You’d think that after three years, I would have finally beaten these feelings of homesickness. But I haven’t. Not entirely. Lately, I’ve been missing my family. A lot. More than the normal, “Hey, that thing I just saw reminds me of Josiah.” No, this is more like, if you showed me a hundred different ink blots right now, I’d probably find a way to associate every single one of them with home.
Home. I don’t know that there has ever been a word so warm and inviting.
As a noun it means: the place where one lives permanently. As a verb, it is: (of an animal) return by instinct to its territory after leaving it.
Many people have made speculations beyond those definitions, as well. Penelope Stokes wrote: “Home wasn’t where they had to take you in; home was where they wanted to take you in. Home was where you always knew you were welcome, where their eyes lit up at the sight of you.”

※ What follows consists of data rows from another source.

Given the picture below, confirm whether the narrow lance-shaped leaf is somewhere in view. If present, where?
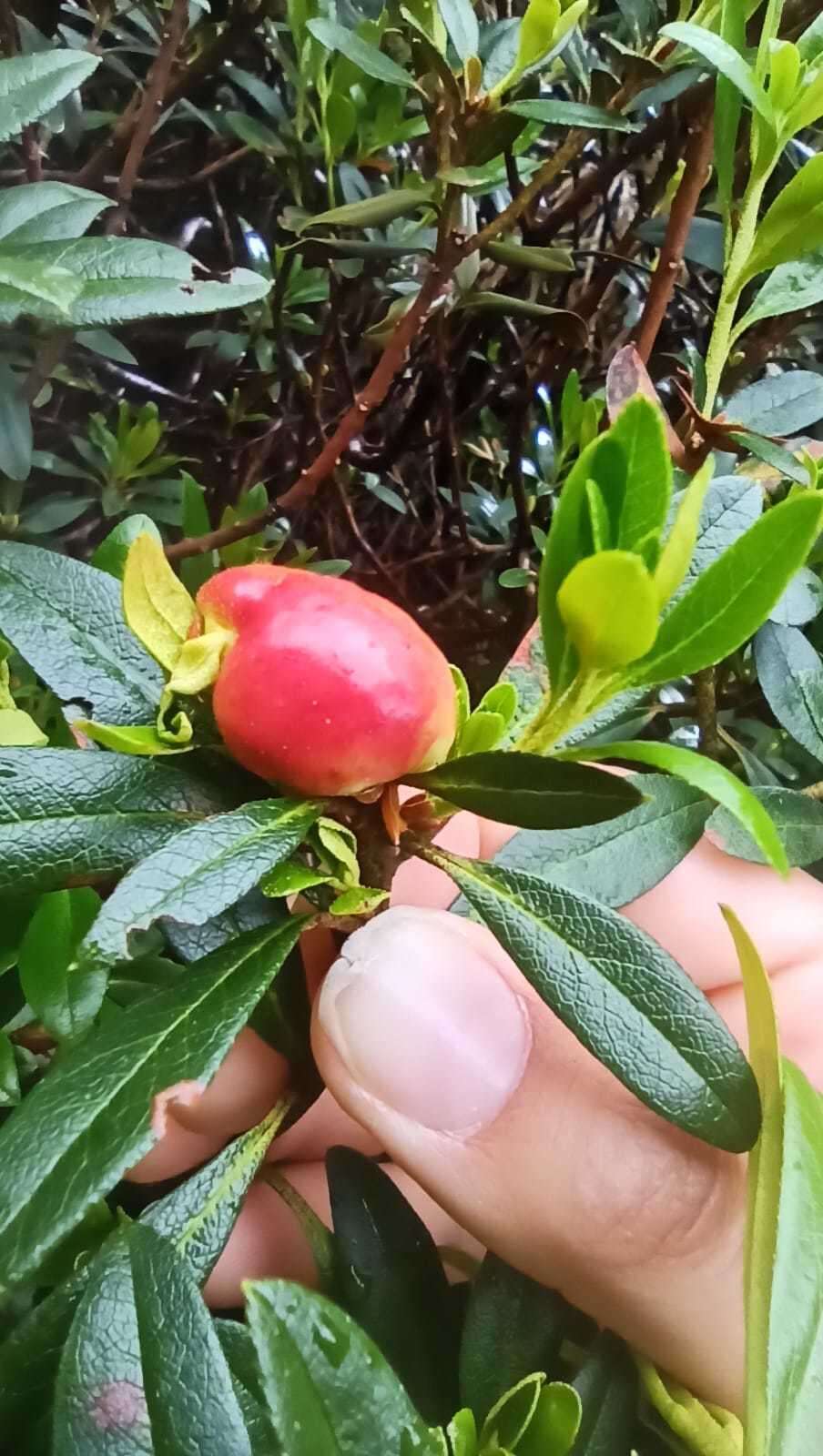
[424,846,759,1152]
[0,915,304,1283]
[408,753,639,828]
[68,799,320,1036]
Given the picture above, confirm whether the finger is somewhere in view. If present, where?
[204,1162,483,1309]
[315,908,745,1407]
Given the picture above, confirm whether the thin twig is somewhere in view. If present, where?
[635,111,714,364]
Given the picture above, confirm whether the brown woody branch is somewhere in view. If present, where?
[635,109,714,364]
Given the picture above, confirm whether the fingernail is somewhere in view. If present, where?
[318,905,532,1133]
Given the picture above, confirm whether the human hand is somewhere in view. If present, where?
[127,815,823,1408]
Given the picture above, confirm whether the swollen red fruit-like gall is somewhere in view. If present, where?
[197,565,456,795]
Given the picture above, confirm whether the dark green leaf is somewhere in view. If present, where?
[461,1254,571,1424]
[483,774,707,907]
[425,850,759,1152]
[408,753,639,828]
[571,1330,638,1456]
[755,622,823,760]
[245,1279,442,1456]
[0,748,238,894]
[0,917,303,1281]
[563,740,788,875]
[706,786,823,866]
[0,541,163,723]
[628,492,823,686]
[504,100,639,131]
[326,1148,457,1424]
[68,799,320,1036]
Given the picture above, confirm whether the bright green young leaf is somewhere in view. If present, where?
[326,1148,457,1424]
[92,514,163,581]
[654,457,714,609]
[437,0,477,61]
[755,622,823,762]
[0,49,100,141]
[481,774,714,907]
[558,738,788,875]
[0,915,304,1283]
[306,20,421,90]
[122,534,197,672]
[245,1279,442,1456]
[0,541,163,723]
[68,799,320,1036]
[706,784,823,869]
[17,888,100,1039]
[424,850,759,1152]
[406,753,639,828]
[556,551,660,666]
[504,100,639,131]
[626,492,823,687]
[0,748,238,895]
[658,22,775,126]
[738,156,823,287]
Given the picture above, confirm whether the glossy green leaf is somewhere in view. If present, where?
[626,493,823,686]
[68,799,320,1036]
[92,514,163,581]
[54,1223,250,1456]
[0,49,100,141]
[245,1279,442,1456]
[504,100,639,131]
[0,917,304,1283]
[461,1254,573,1424]
[740,157,823,287]
[424,850,762,1152]
[706,784,823,868]
[0,748,236,894]
[437,0,481,61]
[755,622,823,760]
[17,888,100,1039]
[408,753,638,828]
[556,551,660,670]
[574,1330,638,1456]
[559,740,788,875]
[306,20,420,90]
[0,541,163,723]
[326,1148,457,1424]
[660,22,774,126]
[483,774,707,907]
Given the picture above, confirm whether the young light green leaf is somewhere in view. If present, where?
[660,20,775,126]
[0,748,238,895]
[556,551,660,670]
[245,1279,442,1456]
[122,534,197,672]
[0,541,163,723]
[406,753,639,828]
[504,98,639,131]
[326,1148,457,1424]
[68,799,320,1036]
[755,622,823,762]
[626,492,823,687]
[306,20,421,90]
[424,850,759,1152]
[738,157,823,288]
[437,0,477,61]
[558,740,788,875]
[0,915,304,1283]
[0,48,100,141]
[654,457,714,609]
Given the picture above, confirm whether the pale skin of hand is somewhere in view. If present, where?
[127,814,823,1410]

For most of my life, I saw home as that place I lived for most of my life—that place I return to several times a year. I envisioned it as the place where my family is waiting with open arms and brilliant smiles.
Then I got a reply from a friend whom I had written in this serious case of homesickness, and his concluding statement knocked the breath out of me.
But I think that there will always be some people (maybe only a few) who you have known for a long time—who you shared experiences with—that, even after extended periods apart, it still feels like you never left home.
I read those words. I reread those words. I edited them for grammatical clarity. And then I began to wonder, perhaps for the first time… Maybe home is not so much a place where you come and go, but a place you carry with you. Maybe, in a way, I’ve been home all along.
And this may sound ridiculously, frighteningly weird, but I want to be home for someone—a place of permanent refuge. The kind of place where you return by instinct simply because you somehow know it’s safe there. I want my words to shelter another in the storm. I want my life to harbor other lives—fragile, broken lives that just need a place to rest and heal and discover that there is beauty on the other side of the abyss.
So this is me coming home to you—creating home for you—and praying you’ll find that home only a heartbeat away from where you are.